The Indian equity market is trading at a premium to its historic average and its valuations are expected to stay high over the next three years, says an Edelweiss Securities report.
The report said while the supply side has undergone a structural change, reform momentum is well above its historic past and more aggressive than emerging as well as global peers.
Moreover, domestic flows into the equity market will have a fairly large and sustained influence on how the Indian market is valued.
“We argue the love for India will only grow and its valuations will stay high over the next three years, as big fundamental transitions play through and pent-up cyclical drivers kick in,” said Aditya Narain, Head of Research — Institutional Equities at Edelweiss Securities in the report.
Edelweiss Securities sees the Nifty index at 11,100 in June 2018.
According to the report, India could effectively become a more domestic economy than it has been in the past because of its relatively high domestic growth.
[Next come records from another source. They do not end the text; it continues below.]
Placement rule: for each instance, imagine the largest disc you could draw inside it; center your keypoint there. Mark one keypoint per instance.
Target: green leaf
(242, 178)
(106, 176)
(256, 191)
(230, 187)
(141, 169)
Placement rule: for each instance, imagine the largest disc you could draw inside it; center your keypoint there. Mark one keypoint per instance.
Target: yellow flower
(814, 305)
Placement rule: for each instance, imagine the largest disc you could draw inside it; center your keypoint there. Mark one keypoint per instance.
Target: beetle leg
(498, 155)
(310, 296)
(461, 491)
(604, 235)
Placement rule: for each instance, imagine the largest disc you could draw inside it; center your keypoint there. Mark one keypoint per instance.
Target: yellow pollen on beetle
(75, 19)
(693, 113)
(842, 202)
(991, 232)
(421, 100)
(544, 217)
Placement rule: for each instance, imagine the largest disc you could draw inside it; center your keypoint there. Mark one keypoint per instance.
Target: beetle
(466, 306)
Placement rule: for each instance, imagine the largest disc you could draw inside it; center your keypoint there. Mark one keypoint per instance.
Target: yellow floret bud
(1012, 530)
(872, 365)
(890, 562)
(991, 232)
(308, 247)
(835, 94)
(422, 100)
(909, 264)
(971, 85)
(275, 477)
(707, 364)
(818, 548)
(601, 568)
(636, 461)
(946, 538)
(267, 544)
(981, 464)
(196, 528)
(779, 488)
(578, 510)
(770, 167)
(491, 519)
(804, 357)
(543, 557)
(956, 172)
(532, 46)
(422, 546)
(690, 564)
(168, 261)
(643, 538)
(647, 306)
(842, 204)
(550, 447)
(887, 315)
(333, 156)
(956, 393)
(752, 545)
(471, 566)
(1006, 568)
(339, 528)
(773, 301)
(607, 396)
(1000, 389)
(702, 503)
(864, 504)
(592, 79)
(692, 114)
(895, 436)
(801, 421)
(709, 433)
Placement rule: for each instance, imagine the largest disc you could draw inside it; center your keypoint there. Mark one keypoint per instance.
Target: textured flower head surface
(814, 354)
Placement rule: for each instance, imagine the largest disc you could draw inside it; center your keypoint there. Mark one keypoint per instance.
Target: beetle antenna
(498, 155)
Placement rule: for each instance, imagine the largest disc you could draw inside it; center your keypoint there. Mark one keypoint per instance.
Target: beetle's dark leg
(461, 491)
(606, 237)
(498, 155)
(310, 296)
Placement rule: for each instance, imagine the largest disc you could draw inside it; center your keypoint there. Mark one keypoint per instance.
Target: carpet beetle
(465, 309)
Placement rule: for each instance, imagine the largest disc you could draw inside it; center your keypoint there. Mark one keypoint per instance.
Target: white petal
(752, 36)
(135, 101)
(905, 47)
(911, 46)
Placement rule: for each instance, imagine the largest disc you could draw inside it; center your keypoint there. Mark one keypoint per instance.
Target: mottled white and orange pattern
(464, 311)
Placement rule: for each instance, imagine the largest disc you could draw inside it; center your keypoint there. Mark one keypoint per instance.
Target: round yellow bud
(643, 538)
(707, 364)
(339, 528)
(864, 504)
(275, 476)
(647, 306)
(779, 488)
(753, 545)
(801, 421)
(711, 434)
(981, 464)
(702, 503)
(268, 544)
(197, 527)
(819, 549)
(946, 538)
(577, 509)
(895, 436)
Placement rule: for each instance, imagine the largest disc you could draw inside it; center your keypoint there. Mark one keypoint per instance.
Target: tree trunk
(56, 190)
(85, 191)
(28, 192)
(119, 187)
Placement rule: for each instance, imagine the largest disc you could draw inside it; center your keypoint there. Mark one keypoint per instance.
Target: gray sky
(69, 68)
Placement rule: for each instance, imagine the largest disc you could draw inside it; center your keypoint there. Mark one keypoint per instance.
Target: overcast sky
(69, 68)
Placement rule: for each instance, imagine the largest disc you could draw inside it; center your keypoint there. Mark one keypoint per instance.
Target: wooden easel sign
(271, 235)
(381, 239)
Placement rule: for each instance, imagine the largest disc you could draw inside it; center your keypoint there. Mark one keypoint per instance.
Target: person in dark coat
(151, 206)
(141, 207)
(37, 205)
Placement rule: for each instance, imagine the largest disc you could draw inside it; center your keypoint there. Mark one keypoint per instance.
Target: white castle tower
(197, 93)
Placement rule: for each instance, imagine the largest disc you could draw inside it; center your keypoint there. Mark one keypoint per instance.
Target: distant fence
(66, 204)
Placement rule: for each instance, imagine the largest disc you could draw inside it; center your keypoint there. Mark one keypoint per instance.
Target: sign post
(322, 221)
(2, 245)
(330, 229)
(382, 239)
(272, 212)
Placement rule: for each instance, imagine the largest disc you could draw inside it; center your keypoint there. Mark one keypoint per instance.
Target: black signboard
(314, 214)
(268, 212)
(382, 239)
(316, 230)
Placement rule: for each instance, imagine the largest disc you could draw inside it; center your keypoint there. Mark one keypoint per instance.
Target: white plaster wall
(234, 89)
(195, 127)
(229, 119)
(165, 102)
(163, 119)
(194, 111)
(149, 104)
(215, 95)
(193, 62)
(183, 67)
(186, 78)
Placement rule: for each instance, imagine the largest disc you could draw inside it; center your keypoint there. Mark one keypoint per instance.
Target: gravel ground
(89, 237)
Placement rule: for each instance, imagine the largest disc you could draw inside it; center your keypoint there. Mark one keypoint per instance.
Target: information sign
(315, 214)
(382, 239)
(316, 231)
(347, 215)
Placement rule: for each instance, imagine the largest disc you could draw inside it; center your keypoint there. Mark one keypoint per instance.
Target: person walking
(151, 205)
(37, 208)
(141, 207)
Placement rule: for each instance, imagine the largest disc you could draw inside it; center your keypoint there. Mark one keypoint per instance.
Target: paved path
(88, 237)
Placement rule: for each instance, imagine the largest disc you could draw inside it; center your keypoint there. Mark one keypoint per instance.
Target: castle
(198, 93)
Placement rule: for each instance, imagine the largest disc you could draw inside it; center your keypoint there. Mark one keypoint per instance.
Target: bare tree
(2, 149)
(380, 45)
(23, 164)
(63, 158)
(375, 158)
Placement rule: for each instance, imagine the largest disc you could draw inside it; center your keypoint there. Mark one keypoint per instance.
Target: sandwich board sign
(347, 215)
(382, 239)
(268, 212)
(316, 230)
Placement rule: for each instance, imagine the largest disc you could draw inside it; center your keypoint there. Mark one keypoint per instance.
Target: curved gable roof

The report noted that though FDI is still flowing in, there is less trade, capital and earnings that are offshore dependent. “But it does suggest that India could well, by dint of its relatively high domestic growth, effectively become a more domestic economy than it has been in the past,” it noted.
It further said the role of FDI in India’s growth story is likely to be more muted this time around and these in turn should keep the market and economy more insulated from global shocks.
“Given the significant lack of market awareness, limited access and products (regulatory as also business constraints), Indian equity capital should stay predominantly domestic, and progressively shift ownership from FIIs to locals,” it said.